Sprint – A model of and argument for doing shit quick
I’ve got an idea percolating here. It sprouted from four things:
- A conversation my friend Zach and I had where told me the story of a guy he knows who’s super health-nutty… This guy did lots of research and came to the conclusion that the human body was made for sprints, not long distance running.
- This problem I have at work where there are times of looooooong mediocre-ness and short bursts of ass kicking productivity.
- Espresso. A small shot packing big impact… on your brain, on your energy, on your motivation, and possibly on your guts.
- Smoke breaks. I don’t smoke, so I don’t get them.
What if you sprinted at work? What if you had a long day of short sprints broken up with varying breaks? What if you could dive into something completely, abandoned, for 25 minutes straight?
The truth is, those bursts of productivity, the short, ass-kicking ones, accomplish a ton. Honestly… if I have two of those short bursts in one day, it’s very possible that I would accomplish more than I would in a whole day of mediocre productivity.
So, what’s required for these productivity sprints?

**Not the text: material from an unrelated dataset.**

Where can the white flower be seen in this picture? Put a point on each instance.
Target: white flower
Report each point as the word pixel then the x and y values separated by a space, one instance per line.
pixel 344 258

You must have things to do. You must have actual work to do. Phone calls to make. Emails to send. Communications to accomplish. Writings to write. Drawings to draw. Designs to design. Code to code.
You have to know what you need to do. None of this lolly gagging, researching, filtering, searching, and guessing about what you should do right now. It’s f^cking go time already.
Your coworkers should understand what you need to do… and not interrupt you and and give you new stuff to do at all hours of the day.
Your boss needs to be ok with it.
What would productivity sprints look like?
It would look like going real hard for 20-40 minutes at a time, then breaking for 15 minutes to check twitter, visit some links, go for a walk, have a cigarette. Then Going another 20-40 minutes, completing a task or two… then breaking again. Lunch looks like 30 minutes of eating, 30 minutes of chilling out.
“But isn’t that just NOT WORKING AS MUCH AS YOU ARE CURRENTLY WORKING!? I wasn’t born yesterday. You check in at 8, you check out at 5; your ass is mine between.”- Sincerely, Boss
You have to ask yourself a question: Do you want to measure employees by the amount of time spent in the office, or by the amount of work completed? Because I think it’s worth looking at the difference.